Migrating to FIPS compliance - pkcstok_migrate utility

Use the pkcstok_migrate tool to migrate the data stores of an EP11 token, a CCA token, an ICA token, or a Soft token to a FIPS compliant format. This FIPS compliant data format is available starting with openCryptoki version 3.12. You can use this tool to migrate tokens created with all versions of openCryptoki, because also for version 3.12 or later, the old non-compliant format is the default. Being FIPS compliant, the token data is stored in a format that is better protected against attacks than the previously used data format.

For further information, read the pkcstok_migrate man page.

Parameters


# pkcstok_migrate -h

Help:         pkcstok_migrate -h
-h, --help    Show this help

Options:

-s, --slotid SLOTID            PKCS slot number (required)
-d, --datastore DATASTORE      token datastore location (required)
-c, --confdir CONFDIR          location of opencryptoki.conf (required)
-u, --userpin USERPIN          token user pin (prompted if not specified)
-p, --sopin SOPIN              token SO pin (prompted if not specified)
-v, --verbose LEVEL            set verbose level (optional):
                               none (default), error, warn, info, devel, debug

Functionality

The utility:

  • directly accesses the token objects via file operations;
  • assumes that no other action is currently running. It checks if the slot manager pkcsslotd is running and asks the user to end it if yes.

Before making any changes to the repository, a temporary copy is created. Migration takes place on this copy. The copied folder is suffixed with _PKCSTOK_MIGRATE_TMP. If the migration fails, the old repository is still available.
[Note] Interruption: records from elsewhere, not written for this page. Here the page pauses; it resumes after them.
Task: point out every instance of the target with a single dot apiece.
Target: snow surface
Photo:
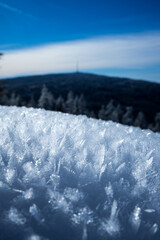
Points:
(71, 177)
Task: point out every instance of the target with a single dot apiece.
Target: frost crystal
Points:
(69, 177)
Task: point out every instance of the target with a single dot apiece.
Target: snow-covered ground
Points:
(68, 177)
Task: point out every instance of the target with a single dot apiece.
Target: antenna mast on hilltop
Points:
(77, 66)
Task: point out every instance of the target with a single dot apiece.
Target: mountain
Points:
(98, 90)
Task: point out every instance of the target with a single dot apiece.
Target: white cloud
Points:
(121, 51)
(13, 9)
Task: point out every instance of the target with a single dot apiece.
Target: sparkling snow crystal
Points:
(69, 177)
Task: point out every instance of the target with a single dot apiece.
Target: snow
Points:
(71, 177)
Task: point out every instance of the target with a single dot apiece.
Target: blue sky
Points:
(122, 35)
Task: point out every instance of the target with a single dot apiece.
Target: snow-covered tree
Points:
(32, 102)
(140, 120)
(127, 118)
(157, 122)
(82, 105)
(14, 100)
(116, 115)
(69, 102)
(101, 113)
(59, 104)
(46, 99)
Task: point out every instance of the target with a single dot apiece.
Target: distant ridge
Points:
(98, 90)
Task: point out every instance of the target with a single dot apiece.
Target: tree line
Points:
(77, 105)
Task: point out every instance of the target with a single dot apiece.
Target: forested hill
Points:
(98, 90)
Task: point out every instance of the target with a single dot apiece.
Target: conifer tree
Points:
(46, 99)
(59, 104)
(127, 118)
(140, 120)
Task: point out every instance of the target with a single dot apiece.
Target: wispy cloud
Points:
(122, 51)
(12, 9)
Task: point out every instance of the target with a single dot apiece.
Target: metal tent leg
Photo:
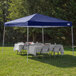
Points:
(3, 38)
(42, 35)
(72, 40)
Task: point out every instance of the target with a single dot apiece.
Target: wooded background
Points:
(13, 9)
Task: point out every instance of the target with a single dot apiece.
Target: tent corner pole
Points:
(3, 39)
(27, 42)
(72, 40)
(42, 35)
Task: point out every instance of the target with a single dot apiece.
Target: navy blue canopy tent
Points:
(39, 21)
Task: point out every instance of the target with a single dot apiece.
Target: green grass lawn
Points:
(12, 64)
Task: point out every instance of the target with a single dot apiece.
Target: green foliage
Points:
(62, 9)
(12, 64)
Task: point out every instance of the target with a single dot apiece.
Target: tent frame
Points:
(42, 39)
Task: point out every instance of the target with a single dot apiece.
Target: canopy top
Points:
(38, 20)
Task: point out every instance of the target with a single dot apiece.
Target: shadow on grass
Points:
(58, 61)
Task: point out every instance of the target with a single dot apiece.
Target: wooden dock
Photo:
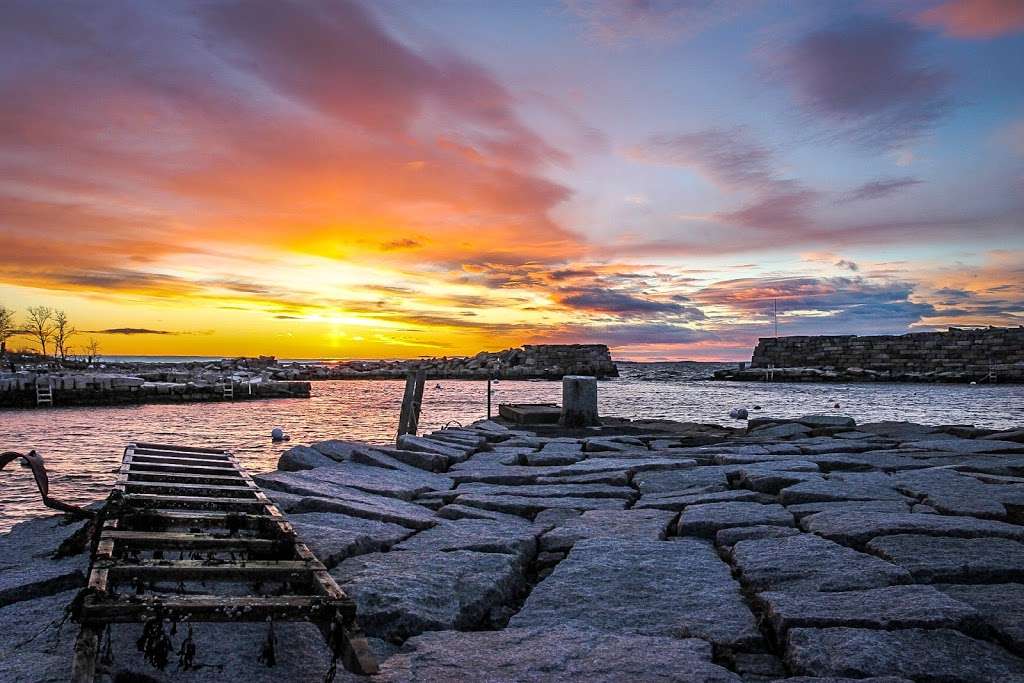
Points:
(180, 519)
Running a migration again, would remove any remaining backups from previous runs, create a new backup, and then do the migration.

  • After successfully migrating all token objects, the original repository folder is renamed by appending the suffix _BAK, and the new repository folder gets the name of the original one.
  • Also, the opencryptoki.conf file is updated by inserting (or updating) the tokversion parameter in the token’s slot configuration. The old configuration file is still available with the same suffix _BAK.
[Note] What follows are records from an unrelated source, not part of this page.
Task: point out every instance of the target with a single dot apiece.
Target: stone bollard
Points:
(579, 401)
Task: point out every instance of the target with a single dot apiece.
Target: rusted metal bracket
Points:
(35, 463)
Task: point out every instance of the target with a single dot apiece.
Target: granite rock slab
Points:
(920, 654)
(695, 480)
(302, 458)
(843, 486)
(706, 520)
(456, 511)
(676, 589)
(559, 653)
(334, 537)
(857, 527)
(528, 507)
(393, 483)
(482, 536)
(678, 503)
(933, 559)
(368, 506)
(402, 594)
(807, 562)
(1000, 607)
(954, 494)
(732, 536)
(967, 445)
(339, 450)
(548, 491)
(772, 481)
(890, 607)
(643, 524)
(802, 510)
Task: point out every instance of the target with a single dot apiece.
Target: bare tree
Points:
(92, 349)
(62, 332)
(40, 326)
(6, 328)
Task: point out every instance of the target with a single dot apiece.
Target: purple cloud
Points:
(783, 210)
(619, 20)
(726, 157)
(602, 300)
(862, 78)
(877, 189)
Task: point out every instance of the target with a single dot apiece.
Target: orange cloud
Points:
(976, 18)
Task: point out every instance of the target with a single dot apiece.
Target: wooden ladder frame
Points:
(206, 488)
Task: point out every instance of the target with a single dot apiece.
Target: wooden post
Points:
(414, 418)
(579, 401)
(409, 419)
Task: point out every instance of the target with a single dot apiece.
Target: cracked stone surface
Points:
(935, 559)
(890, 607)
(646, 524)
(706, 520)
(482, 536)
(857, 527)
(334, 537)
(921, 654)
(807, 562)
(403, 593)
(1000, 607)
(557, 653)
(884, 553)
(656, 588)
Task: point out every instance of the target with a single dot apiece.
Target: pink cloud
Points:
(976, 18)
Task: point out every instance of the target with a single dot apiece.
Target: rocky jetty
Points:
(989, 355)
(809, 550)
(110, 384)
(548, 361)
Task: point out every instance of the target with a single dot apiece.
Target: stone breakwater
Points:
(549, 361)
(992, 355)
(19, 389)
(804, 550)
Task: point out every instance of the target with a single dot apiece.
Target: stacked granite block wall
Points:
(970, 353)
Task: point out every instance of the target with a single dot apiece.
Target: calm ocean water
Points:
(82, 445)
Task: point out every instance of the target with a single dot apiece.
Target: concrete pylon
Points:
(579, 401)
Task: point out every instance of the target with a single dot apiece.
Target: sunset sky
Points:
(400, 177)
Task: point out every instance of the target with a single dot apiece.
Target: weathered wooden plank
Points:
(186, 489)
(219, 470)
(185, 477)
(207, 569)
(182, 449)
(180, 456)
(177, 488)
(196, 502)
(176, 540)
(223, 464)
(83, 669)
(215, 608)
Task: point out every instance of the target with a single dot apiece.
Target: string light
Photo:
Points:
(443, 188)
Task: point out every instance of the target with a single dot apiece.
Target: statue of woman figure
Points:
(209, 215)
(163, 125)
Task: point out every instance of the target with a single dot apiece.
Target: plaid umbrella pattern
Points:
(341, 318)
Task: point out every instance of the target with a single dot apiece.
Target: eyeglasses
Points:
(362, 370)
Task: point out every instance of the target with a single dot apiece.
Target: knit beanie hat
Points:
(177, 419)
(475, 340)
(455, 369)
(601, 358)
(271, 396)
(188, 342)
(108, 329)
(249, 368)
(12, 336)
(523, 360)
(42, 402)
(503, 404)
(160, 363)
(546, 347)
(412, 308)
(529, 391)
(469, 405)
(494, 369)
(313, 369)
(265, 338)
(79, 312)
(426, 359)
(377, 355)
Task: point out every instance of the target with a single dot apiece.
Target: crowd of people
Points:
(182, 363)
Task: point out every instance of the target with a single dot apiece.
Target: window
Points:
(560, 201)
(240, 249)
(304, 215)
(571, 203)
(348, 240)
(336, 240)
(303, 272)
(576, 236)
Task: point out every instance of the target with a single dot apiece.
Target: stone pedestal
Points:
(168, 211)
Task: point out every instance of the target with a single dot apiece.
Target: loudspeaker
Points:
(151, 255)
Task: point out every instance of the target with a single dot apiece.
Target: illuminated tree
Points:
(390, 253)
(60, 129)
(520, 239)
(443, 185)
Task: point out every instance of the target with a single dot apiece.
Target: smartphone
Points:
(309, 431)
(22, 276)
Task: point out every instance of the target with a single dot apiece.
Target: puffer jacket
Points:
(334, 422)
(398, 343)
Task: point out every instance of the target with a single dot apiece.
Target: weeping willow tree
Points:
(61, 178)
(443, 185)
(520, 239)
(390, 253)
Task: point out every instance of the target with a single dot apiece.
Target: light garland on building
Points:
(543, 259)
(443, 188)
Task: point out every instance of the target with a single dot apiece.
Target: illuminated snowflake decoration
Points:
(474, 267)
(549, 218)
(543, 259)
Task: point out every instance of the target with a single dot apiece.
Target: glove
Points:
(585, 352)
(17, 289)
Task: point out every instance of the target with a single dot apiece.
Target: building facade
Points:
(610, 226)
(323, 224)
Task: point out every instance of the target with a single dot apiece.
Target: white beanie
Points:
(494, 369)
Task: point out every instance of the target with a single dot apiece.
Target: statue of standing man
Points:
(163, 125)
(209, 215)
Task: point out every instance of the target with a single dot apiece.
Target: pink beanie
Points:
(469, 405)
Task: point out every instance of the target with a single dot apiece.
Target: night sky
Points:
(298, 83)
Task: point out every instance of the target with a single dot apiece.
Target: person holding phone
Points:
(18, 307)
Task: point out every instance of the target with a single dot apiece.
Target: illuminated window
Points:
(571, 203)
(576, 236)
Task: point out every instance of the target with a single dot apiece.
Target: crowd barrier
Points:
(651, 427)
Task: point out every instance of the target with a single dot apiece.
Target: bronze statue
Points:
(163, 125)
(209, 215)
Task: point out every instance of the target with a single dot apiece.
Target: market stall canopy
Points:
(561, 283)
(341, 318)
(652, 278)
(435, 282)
This makes the new repository immediately usable after restarting the pkcsslotd daemon, but also allows the user to switch back manually to the old token format.

Example: To transform a CCA token into the FIPS compliant data format perform a sequence of commands with your adequate input, similar to the following:


systemctl stop pkcsslotd.service /* for Linux distributions providing systemd */
/* or */
service pkcsslotd stop

# pkcstok_migrate --slot 2 --sopin 76543210 --userpin 12345678 
                  --confdir /etc/opencryptoki 
                  --datastore /var/lib/opencryptoki/ccatok


service pkcsslotd start

The output may look similar to the following:


pkcstok_migrate:
Summary of input parameters:
  datastore = /var/lib/opencryptoki/ccatok
  confdir = /etc/opencryptoki
  slot ID = 2
  user PIN specified
  SO PIN specified

Slot ID 2 points to DLL name libpkcs11_cca.so, which is a CCA token.
Data store /usr/local/var/lib/opencryptoki/ccatok points to this token info:
  label           : IBM CCA PKCS #11
  manufacturerID  : IBM
  model           : CCA
  serialNumber    :
  hardwareVersion : 0.0
  firmwareVersion : 0.0
Migrate this token with given slot ID? y/n
y
Migrated 2 object(s) out of 2 object(s).
Pre-migration data backed up at '/usr/local/var/lib/opencryptoki/ccatok_BAK'
Config file backed up at '/usr/local/etc/opencryptoki/opencryptoki.conf_BAK'
Remove these backups manually after testing the new repository.
pkcstok_migrate finished successfully.